JAY PRICE, BYLINE: The Army says the changes to the twice-annual physical fitness test comply with a bill Congress passed back in 2023. It mandated tougher minimum standards. But that was only one catalyst.
BOB UNDERWOOD: The history is a bit longer and more complicated even than that.
PRICE: Col. Bob Underwood led the Army-wide review of the fitness standards. He said the changes are part of an evolution that's been going on for decades, including a major new test in 2022.
UNDERWOOD: And we knew from the time that we started rolling out this test....
PRICE: The 2022 test.
UNDERWOOD: ...It was going to change our fitness culture and change the demands on soldiers' time.
PRICE: And so, he said, the Army almost immediately began revisions. Also, he said, obviously, the Army has to comply with policies set by the administration. Last month, Secretary of Defense Pete Hegseth ordered all the services to begin work on gender-neutral physical standards for the combat arms specialties, such as infantry, artillery, armor and special operations. Because Hegseth has said women don't belong in combat, that raised suspicion among female troops and veterans.
EMELIE VANASSE: It's a little exhausting (laughter) to have this conversation again.
PRICE: Emelie Vanasse was one of the first women to graduate from the Army's notoriously difficult Ranger School after it was opened up to them.
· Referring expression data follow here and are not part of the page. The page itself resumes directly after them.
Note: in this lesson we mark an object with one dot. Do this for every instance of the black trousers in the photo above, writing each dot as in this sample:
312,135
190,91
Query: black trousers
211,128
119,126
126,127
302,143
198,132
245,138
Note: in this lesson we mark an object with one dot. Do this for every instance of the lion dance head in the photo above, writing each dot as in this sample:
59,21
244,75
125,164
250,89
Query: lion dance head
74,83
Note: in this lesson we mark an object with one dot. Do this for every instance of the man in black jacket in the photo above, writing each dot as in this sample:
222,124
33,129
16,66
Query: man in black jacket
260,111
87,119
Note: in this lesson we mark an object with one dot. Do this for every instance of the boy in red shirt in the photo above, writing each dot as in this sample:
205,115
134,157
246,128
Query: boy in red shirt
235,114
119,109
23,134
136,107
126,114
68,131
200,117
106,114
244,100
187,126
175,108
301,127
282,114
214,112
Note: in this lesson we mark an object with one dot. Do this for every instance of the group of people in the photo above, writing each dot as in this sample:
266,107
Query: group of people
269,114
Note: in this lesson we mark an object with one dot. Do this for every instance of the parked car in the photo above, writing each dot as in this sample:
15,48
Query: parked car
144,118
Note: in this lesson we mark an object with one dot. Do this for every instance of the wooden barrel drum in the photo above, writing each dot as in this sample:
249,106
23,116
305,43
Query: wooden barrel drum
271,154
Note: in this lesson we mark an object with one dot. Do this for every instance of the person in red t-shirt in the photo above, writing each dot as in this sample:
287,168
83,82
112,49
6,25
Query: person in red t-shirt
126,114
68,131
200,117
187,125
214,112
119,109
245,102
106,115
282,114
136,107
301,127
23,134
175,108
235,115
Now a civilian, Vanasse says she considers any debate over whether women can perform well in combat roles long over. Thousands of women now serve in those jobs.
The test grades soldiers on five activities, including push-ups, a two-mile run and lifting weights. Combat jobs require higher scores. It had been scored differently based on gender and age. For soldiers who aren't in combat specialties, that won't change, but the standards for combat jobs will become gender neutral. Underwood said that might have happened regardless of who was in charge.
UNDERWOOD: We work hard to make sure we meet law and policy. We've been looking at these questions for a long time.
PRICE: For example, he said, the Army ran a gender-neutral trial of the weightlifting part of the test last year. The fact that older troops in combat jobs will still get graded on a curve, though, caught Charley Falletta's eye.
CHARLEY FALLETTA: If the secretary of defense was genuinely concerned about holding all soldiers to the same physical standard, then he would also remove the age norms.
PRICE: Falletta also graduated from Ranger School and was in the first group of gender-integrated women in the Army's armor branch. She led a mortar platoon in Afghanistan. She and Vanasse agree women should meet the same standards as men for combat jobs. But Falletta says keeping age adjustments while removing those for gender suggests the change is less about fairness or readiness and more about placing new barriers in the path of women.
FALLETTA: To me, this looks like policy crafted by older male leaders to insulate themselves from the consequences of their own logic, while applying that logic harshly to younger women in the ranks.
PRICE: Underwood, the Army colonel who helped craft the changes, said keeping the adjustments for age reflects the reality that older troops - male or female - are more likely to be in leadership positions that pose fewer physical demands. Falletta says most women in combat jobs now will be able to pass the revamped test, but inevitably, their scores will fall because they'll have tougher tasks. That's a problem because the test scores are part of how soldiers, especially enlisted troops, are evaluated for promotion. Underwood says the concern is valid and to expect adjustments to help deal with it.
UNDERWOOD: I know that the folks that run promotions in the Army are looking at precisely these kinds of problems.
PRICE: The new Army fitness test will be phased in beginning in June. For NPR News, I'm Jay Price in Durham, North Carolina.